Re: [PATCH v2 2/2] riscv/atomic: Strengthen implementations with fences
From: Andrea Parri
Date: Fri Mar 09 2018 - 16:30:23 EST
On Fri, Mar 09, 2018 at 10:54:27AM -0800, Palmer Dabbelt wrote:
> On Fri, 09 Mar 2018 10:36:44 PST (-0800), parri.andrea@xxxxxxxxx wrote:
[...]
> >This belongs to the "few style fixes" (in the specific, 80-chars lines)
> >mentioned in the cover letter; I could not resist ;-), but I'll remove
> >them in v3 if you like so.
>
> No problem, just next time it's a bit easier to not mix the really complicated
> stuff (memory model changes) with the really simple stuff (whitespace changes).
Got it.
> >This proposal relies on the generic definition,
> >
> > include/linux/atomic.h ,
> >
> >and on the
> >
> > __atomic_op_acquire()
> > __atomic_op_release()
> >
> >above to build the acquire/release atomics (except for the xchg,cmpxchg,
> >where the ACQUIRE_BARRIER is inserted conditionally/on success).
>
> I thought we wanted to use the AQ and RL bits for AMOs, just not for LR/SC
> sequences. IIRC the AMOs are safe with the current memory model, but I might
> just have some version mismatches in my head.

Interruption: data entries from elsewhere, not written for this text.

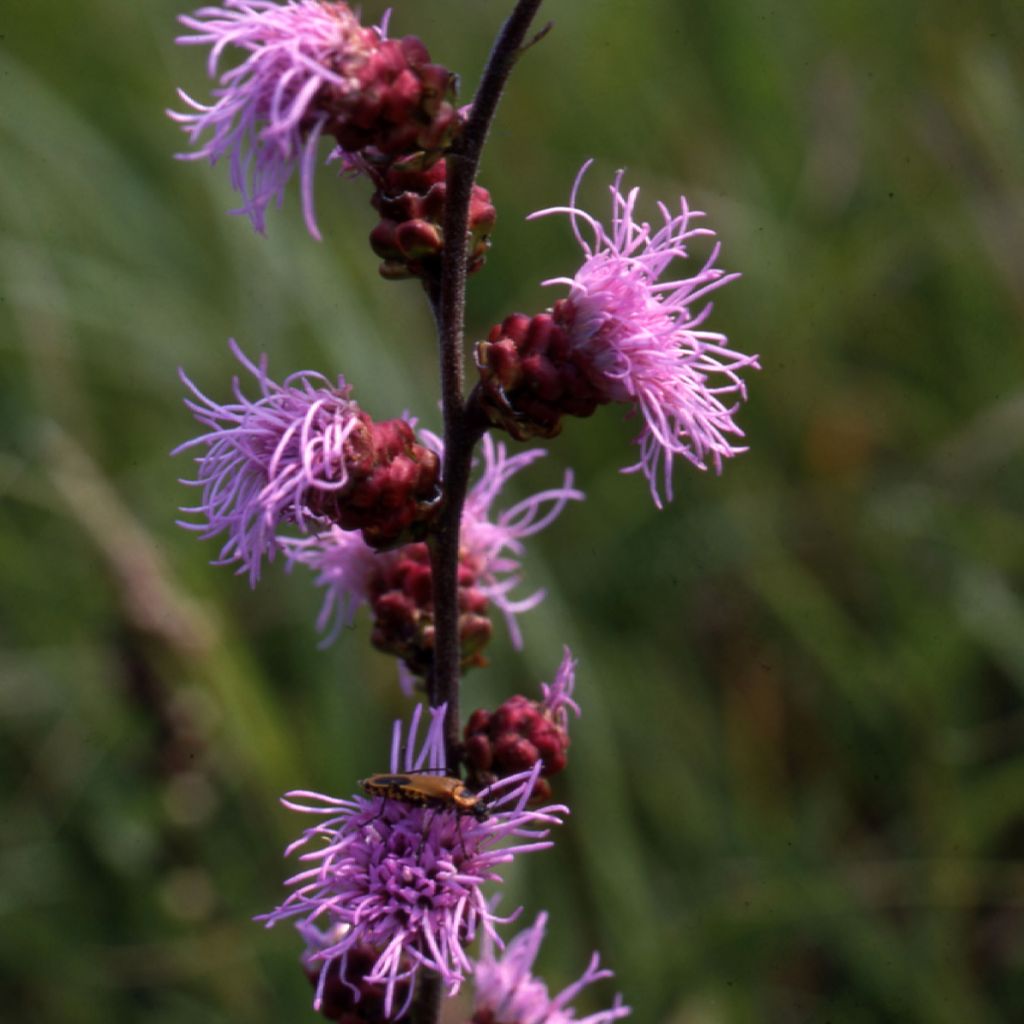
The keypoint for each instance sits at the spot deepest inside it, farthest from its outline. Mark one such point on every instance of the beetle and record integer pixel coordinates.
(423, 790)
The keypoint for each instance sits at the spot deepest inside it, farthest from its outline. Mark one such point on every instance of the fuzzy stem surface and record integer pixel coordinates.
(463, 425)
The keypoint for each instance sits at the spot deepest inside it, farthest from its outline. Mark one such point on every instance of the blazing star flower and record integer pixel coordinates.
(296, 455)
(523, 732)
(640, 338)
(492, 547)
(402, 880)
(556, 697)
(508, 993)
(311, 70)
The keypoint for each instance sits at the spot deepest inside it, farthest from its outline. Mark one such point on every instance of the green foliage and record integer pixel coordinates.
(799, 782)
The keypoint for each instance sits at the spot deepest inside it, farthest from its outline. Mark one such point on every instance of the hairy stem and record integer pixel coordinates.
(462, 428)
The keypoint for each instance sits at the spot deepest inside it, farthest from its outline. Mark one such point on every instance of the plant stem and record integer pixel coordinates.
(463, 427)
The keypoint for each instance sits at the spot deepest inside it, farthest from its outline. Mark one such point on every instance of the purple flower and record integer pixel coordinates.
(406, 881)
(556, 697)
(640, 340)
(508, 993)
(265, 458)
(267, 116)
(492, 544)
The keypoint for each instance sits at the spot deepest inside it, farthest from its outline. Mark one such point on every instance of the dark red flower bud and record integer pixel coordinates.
(513, 738)
(530, 377)
(401, 601)
(393, 489)
(352, 999)
(410, 237)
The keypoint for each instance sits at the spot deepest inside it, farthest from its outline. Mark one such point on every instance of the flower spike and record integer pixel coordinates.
(404, 881)
(625, 335)
(310, 70)
(508, 992)
(303, 454)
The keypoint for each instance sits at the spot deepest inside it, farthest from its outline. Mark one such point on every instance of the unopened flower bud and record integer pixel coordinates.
(310, 70)
(521, 732)
(410, 236)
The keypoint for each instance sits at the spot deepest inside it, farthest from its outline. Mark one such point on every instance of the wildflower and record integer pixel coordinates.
(406, 881)
(310, 70)
(624, 335)
(523, 732)
(508, 993)
(410, 237)
(345, 996)
(396, 584)
(302, 453)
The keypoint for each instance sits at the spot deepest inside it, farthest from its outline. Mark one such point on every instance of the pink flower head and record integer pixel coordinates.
(310, 70)
(639, 338)
(266, 117)
(302, 453)
(557, 696)
(523, 732)
(263, 458)
(406, 881)
(508, 993)
(492, 544)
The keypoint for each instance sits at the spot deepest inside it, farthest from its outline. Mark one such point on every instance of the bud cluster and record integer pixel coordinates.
(393, 99)
(530, 375)
(522, 733)
(393, 484)
(410, 236)
(400, 597)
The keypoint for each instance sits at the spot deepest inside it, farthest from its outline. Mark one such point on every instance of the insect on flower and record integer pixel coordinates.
(422, 790)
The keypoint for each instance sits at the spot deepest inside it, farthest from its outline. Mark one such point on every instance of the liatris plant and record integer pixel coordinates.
(390, 895)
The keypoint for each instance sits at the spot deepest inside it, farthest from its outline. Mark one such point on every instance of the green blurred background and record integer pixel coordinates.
(798, 786)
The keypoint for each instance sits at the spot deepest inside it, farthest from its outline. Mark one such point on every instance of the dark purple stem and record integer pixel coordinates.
(463, 425)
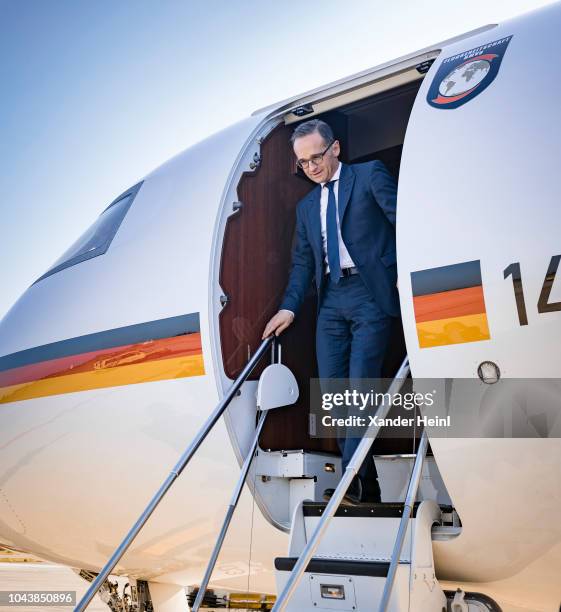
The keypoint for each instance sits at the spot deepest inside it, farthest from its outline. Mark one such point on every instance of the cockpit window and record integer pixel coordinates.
(97, 238)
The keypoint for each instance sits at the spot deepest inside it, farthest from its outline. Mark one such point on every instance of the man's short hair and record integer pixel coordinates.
(312, 126)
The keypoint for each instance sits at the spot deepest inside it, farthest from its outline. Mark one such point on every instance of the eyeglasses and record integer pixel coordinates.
(315, 159)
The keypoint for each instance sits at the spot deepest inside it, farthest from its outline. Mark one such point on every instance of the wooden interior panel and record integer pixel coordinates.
(256, 257)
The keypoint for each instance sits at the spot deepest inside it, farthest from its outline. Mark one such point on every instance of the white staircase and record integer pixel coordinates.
(349, 568)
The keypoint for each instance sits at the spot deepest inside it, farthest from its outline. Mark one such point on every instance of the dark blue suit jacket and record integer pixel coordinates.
(367, 207)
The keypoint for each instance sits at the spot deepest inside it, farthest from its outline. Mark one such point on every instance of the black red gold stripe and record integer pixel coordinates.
(155, 350)
(449, 305)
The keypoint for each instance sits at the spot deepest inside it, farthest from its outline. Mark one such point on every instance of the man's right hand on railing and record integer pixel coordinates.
(278, 323)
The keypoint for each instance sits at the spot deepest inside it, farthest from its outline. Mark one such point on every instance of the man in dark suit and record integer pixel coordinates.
(345, 237)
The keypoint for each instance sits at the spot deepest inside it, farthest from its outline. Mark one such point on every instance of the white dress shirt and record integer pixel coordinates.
(344, 257)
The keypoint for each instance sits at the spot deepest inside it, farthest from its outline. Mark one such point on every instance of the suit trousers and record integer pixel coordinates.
(351, 340)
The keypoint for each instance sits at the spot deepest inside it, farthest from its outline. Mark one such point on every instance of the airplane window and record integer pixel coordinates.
(96, 239)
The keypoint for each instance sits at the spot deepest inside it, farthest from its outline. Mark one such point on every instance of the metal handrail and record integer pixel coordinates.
(352, 469)
(407, 509)
(175, 472)
(229, 514)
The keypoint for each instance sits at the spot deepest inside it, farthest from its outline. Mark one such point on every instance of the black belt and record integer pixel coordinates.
(348, 271)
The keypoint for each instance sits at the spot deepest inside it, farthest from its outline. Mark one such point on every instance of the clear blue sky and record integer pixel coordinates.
(95, 94)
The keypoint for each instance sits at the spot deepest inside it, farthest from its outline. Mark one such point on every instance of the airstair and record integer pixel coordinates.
(370, 557)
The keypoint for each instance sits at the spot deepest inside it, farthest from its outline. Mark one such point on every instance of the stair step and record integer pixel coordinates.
(377, 510)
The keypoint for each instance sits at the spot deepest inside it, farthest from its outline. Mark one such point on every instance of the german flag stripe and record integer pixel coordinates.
(446, 278)
(105, 359)
(456, 330)
(447, 304)
(120, 336)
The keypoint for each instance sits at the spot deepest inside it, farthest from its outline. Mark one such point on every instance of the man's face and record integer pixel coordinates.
(306, 147)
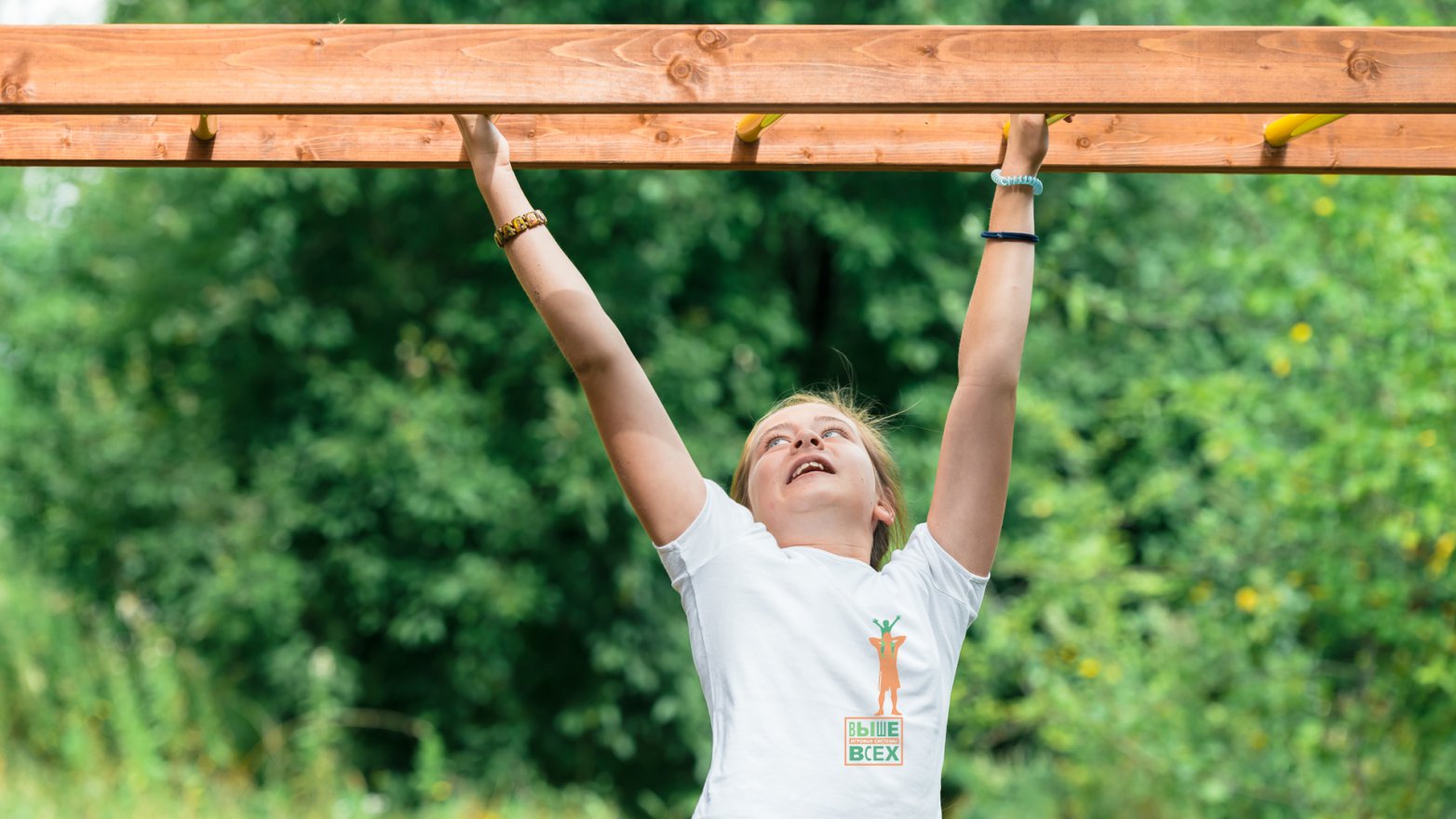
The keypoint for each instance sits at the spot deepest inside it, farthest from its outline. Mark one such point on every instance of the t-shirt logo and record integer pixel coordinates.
(880, 739)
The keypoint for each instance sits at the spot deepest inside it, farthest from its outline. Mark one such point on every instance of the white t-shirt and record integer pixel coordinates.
(791, 649)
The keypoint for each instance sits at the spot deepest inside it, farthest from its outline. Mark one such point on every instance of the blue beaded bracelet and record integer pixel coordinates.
(1030, 237)
(1004, 181)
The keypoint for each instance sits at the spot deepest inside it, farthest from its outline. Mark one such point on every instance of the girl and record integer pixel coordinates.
(779, 575)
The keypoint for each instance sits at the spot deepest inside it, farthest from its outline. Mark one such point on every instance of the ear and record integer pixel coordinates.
(883, 514)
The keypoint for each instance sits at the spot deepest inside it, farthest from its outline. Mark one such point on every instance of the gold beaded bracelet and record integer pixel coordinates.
(519, 226)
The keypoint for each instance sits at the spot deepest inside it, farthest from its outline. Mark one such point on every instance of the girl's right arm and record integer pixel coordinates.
(653, 464)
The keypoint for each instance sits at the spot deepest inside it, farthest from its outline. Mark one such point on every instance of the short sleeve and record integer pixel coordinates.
(945, 573)
(721, 522)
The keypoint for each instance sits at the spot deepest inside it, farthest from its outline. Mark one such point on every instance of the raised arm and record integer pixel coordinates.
(975, 469)
(650, 459)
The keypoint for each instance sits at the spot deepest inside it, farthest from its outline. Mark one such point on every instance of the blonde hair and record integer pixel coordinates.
(871, 431)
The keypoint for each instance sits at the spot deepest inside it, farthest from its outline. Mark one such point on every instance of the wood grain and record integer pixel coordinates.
(588, 69)
(1139, 142)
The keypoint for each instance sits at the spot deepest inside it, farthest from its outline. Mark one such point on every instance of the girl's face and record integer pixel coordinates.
(846, 486)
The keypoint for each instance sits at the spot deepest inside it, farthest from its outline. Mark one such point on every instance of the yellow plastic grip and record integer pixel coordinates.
(1286, 128)
(751, 126)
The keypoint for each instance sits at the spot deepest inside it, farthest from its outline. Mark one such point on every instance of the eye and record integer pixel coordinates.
(828, 429)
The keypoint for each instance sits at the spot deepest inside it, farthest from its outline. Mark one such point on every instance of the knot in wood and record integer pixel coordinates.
(1362, 67)
(712, 38)
(681, 70)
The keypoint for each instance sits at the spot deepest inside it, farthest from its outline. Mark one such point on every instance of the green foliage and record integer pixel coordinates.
(294, 482)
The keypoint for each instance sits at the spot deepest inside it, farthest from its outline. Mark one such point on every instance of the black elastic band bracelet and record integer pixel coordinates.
(1030, 237)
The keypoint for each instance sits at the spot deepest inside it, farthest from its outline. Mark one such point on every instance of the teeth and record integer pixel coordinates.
(805, 467)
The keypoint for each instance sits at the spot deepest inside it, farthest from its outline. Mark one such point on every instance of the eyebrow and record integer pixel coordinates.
(776, 426)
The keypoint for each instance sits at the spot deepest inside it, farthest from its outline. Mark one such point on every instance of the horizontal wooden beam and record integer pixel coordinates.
(1220, 142)
(598, 69)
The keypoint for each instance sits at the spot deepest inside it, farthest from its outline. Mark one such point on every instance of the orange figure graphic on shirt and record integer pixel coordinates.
(888, 649)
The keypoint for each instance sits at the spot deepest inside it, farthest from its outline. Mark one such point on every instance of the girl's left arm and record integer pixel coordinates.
(968, 501)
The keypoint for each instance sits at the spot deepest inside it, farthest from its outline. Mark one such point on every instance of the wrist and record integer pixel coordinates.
(1019, 168)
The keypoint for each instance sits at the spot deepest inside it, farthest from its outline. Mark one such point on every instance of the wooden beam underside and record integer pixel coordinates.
(1219, 142)
(588, 69)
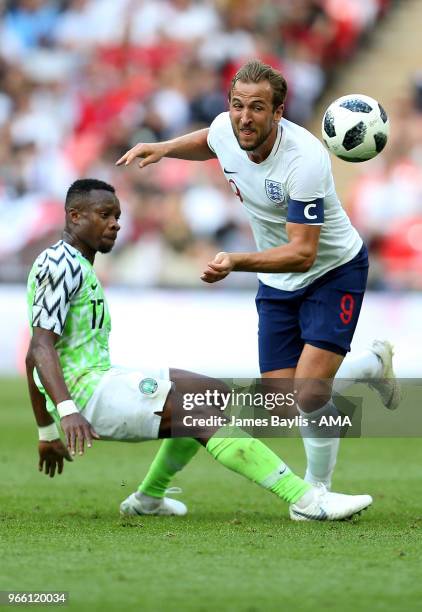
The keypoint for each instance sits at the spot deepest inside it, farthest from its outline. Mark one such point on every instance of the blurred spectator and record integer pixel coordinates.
(82, 80)
(386, 202)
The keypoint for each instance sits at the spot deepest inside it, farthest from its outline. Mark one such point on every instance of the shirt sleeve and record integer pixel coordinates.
(58, 279)
(307, 190)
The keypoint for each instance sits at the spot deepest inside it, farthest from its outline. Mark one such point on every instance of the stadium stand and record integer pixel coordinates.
(81, 80)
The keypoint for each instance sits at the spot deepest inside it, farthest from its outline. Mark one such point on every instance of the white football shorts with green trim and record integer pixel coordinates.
(124, 404)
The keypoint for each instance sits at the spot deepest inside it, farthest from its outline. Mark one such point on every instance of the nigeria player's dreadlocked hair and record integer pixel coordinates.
(82, 187)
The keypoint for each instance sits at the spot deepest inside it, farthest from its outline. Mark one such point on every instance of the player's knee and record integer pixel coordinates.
(313, 394)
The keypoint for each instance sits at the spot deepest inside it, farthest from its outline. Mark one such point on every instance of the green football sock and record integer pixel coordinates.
(173, 455)
(254, 460)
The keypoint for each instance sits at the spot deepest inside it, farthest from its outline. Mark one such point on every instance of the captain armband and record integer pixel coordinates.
(309, 213)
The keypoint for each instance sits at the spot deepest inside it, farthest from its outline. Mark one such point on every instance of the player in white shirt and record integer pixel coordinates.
(311, 262)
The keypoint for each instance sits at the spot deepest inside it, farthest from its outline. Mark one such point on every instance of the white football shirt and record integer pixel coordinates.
(299, 169)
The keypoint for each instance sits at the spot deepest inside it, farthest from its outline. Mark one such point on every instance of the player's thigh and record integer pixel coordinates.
(195, 406)
(279, 335)
(127, 404)
(330, 312)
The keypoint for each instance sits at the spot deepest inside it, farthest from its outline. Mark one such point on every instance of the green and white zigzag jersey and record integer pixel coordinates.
(65, 296)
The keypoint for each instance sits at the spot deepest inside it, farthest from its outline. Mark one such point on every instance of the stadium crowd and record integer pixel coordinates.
(82, 80)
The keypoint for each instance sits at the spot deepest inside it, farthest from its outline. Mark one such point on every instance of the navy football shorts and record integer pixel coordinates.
(323, 314)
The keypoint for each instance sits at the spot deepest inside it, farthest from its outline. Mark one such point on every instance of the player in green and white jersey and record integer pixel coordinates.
(71, 379)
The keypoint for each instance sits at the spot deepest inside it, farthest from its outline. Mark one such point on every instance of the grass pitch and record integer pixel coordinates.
(236, 550)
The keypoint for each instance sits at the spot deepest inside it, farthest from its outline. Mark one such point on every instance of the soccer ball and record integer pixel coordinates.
(355, 128)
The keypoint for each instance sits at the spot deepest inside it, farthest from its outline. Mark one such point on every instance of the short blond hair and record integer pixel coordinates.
(256, 71)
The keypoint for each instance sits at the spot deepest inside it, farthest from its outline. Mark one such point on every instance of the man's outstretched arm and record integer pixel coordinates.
(43, 356)
(51, 449)
(193, 146)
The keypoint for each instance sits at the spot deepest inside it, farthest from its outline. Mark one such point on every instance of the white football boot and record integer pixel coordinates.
(318, 504)
(139, 504)
(387, 386)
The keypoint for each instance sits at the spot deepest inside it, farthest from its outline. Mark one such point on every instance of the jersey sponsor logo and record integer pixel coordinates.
(307, 211)
(148, 386)
(275, 191)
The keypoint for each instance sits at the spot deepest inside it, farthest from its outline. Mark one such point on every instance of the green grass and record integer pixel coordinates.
(235, 551)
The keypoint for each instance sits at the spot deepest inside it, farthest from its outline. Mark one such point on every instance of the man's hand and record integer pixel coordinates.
(150, 153)
(219, 268)
(78, 430)
(51, 457)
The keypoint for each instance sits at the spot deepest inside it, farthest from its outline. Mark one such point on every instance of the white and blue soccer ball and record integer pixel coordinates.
(355, 128)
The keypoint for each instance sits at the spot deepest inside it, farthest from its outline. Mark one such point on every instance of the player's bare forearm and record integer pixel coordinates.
(298, 255)
(43, 356)
(285, 258)
(193, 147)
(42, 416)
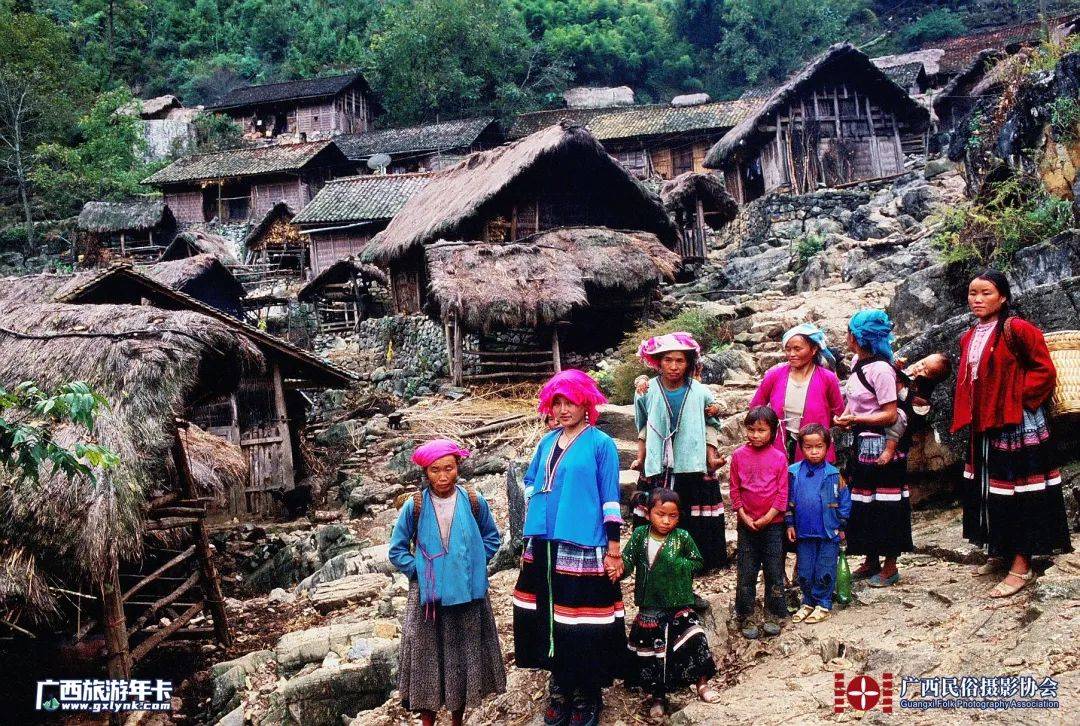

AMO.aqrl are "safe" w.r.t. the LKMM (as they provide "full-ordering"); OTOH,
AMO.aq and AMO.rl present weaknesses that LKMM (and some kernel developers)
do not "expect". I was probing this issue in:
https://marc.info/?l=linux-kernel&m=151930201102853&w=2
(c.f., e.g., test "RISCV-unlock-lock-read-ordering" from that post).
Quoting from the commit message of my patch 1/2:
"Referring to the "unlock-lock-read-ordering" test reported below,
Daniel wrote:
I think an RCpc interpretation of .aq and .rl would in fact
allow the two normal loads in P1 to be reordered [...]
[...]
Likewise even if the unlock()/lock() is between two stores.
A control dependency might originate from the load part of
the amoswap.w.aq, but there still would have to be something
to ensure that this load part in fact performs after the store
part of the amoswap.w.rl performs globally, and that's not
automatic under RCpc.
Simulation of the RISC-V memory consistency model confirmed this
expectation."
I have just (re)checked these observations against the latest specification,
and my results _confirmed_ these verdicts.